Würde es mir helfen können, etwas zu schaffen, durch das ich mich annäherte an die aktuelle Veränderung dieser Gesellschaft, dieser Welt sogar? An einen Umbruch unserer Entwicklung? Konnte ich dieses Lebensgefühl mit meinen Bildern ausdrücken? War das heute überhaupt noch mit Malerei möglich? Vielleicht musste man neue Kommunikationsmedien nutzen. Mir stand allerdings nur die Malerei zur Verfügung. Und hatte Kunst in Wirklichkeit nicht immer mit all ihren verfügbaren Mitteln auf Veränderungen reagieren können? Auch mit der Malerei?

Die Tür wurde aufgedrückt. Frau Morgan erschien kurz danach auf der Holztreppe, René dicht hinter ihr. Als er mich sah, blieb er stehen, blickte kurz und prüfend zu Volo hinüber und stieg wieder ins Parterre hinab. Dr. Morgan sah heute eher leger aus, trug einen Trenchcoat und Hosen. Einen Teil der Haare hatte sie hochgesteckt. Ihre Lippen waren mit dem gleichen zarten Rot geschminkt wie auf ihren Fingernägeln. Noch nie zuvor hatte jemand wie diese Frau den Schuppen betreten.

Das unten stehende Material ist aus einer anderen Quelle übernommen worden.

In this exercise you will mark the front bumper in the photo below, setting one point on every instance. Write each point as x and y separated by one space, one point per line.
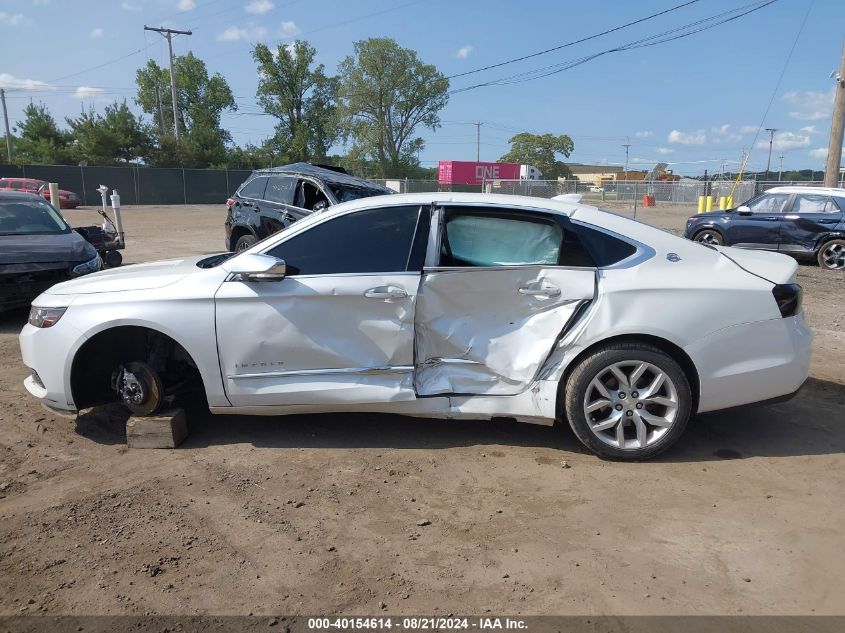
752 362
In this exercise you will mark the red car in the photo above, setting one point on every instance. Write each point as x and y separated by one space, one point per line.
67 199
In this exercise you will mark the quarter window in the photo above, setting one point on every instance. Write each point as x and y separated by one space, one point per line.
813 203
768 203
254 188
371 241
280 189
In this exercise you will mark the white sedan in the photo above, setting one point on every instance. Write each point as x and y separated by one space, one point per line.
440 305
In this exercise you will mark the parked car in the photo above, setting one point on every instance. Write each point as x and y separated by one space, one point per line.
67 199
805 222
443 305
37 249
272 199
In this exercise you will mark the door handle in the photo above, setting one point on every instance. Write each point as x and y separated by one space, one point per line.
385 292
546 291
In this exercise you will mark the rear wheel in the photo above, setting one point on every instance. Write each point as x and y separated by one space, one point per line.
628 401
709 237
244 242
832 255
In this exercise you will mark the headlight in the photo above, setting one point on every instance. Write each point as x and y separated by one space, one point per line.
45 317
91 266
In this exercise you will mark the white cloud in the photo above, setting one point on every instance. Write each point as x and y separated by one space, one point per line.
785 141
464 51
11 82
811 106
288 28
11 19
259 7
687 138
247 33
87 92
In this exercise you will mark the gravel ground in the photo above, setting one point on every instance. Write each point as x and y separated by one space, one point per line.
364 514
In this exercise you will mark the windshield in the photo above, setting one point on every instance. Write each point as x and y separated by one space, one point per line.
30 217
345 193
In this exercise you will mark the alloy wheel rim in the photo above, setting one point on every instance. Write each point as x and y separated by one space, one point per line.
707 238
631 404
834 256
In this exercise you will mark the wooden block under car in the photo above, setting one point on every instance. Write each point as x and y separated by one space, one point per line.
165 430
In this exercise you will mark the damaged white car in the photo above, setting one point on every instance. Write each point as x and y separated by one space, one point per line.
440 305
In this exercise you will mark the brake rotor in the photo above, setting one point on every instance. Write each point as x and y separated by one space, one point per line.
139 387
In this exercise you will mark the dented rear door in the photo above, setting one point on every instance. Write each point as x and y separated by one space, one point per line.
491 309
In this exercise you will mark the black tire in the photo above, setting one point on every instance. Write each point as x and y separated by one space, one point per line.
113 259
831 255
709 236
600 442
244 242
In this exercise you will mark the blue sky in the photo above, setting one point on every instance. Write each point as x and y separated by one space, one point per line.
692 103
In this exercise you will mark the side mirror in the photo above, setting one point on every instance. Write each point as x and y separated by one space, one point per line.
255 267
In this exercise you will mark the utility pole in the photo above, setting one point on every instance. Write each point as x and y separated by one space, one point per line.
771 132
477 141
837 126
169 33
6 121
626 145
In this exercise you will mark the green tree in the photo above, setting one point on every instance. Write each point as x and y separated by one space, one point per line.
115 137
298 93
386 94
40 140
541 151
201 99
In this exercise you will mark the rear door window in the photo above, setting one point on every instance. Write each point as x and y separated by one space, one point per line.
254 189
280 189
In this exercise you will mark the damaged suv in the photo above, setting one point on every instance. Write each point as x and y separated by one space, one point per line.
441 305
272 199
37 249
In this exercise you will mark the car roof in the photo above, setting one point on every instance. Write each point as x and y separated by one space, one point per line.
830 191
8 195
327 175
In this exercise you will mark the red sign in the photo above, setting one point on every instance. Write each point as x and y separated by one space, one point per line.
458 172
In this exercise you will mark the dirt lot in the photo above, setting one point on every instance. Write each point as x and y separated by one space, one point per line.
363 514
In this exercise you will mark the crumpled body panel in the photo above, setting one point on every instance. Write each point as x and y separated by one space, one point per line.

„Hier arbeiten Sie also. Und wie es hier nach Malerei riecht“, begrüßte sie mich.

Dann entdeckte sie Volo, der sich von seinem Klappstuhl erhoben hatte, mit etwas steifen Bewegungen auf sie zuwatete und elegant das Liften seines Hutes andeutete. Ich hätte ihn gern mal ohne Hut gesehen.

„Volodymyr Lypar“, stellte er sich förmlich vor und hätte Frau Morgan wohl am liebsten einen Handkuss verpasst. Er hatte sich sofort in sie verguckt.

„Ein Freund von Mattis“, fügte er hinzu.

„Helen Morgan. Sind Sie auch Maler, Herr Lypar?“

„Herr Lypar bewacht hier den Hafen“, wollte ich sagen, doch Volo kam mir zuvor: „Nein, Kaufmann. Im- und Export.“ Er konnte ja auch wie ein ukrainischer Kaufmann aussehen.

„Interessant“, sagte Frau Morgan, und es entstand eine kleine Pause, bis Volo noch etwas unentschieden mit dem Telefon zum Fenster zurückstakte. Ich hatte ihn noch nie in der Nähe einer Frau gesehen.

„Nun, Herr Jensen, wir haben da einiges miteinander zu besprechen“, begann Frau Morgan, zog den Trenchcoat aus, suchte einen Bügel oder zumindest einen Haken und legte ihn schließlich über die Bilder, die an der Wand lehnten. Unschlüssig warf ich mein bekleckstes Konstlerhemd daneben.

Sie drang hier ein, holte mich zurück.

Wie konnte ich den Besuch kurzhalten?

Volo kam wieder näher, ließ die Frau nicht aus den Augen, bot ihr galant den Klappstuhl an, schenkte vorsichtig Tee ein und suchte den Raum nach Halva ab. Er war der Gastgeber, der ich nicht sein wollte. Dr. Morgan wischte schnell und unauffällig über den Sitz des Stuhls, bevor sie sich setzte. Volo fand nur die angebrochene Keksrolle aus Hepes Büro und legte sie zuvorkommend und vorsichtig neben das Teeglas, als wäre es ein sehr wertvolles Gut. Dann schob er sich einen leeren Bierkasten vor das Fenster und erkundete weiterhin das Telefon. Ich fand einen bekleckerten, niedrigen Schemel, der uns manchmal als Tisch diente und legte einige dicke Kunstbücher drauf, um mich ungefähr auf Augenhöhe mit Frau Morgan zu begeben.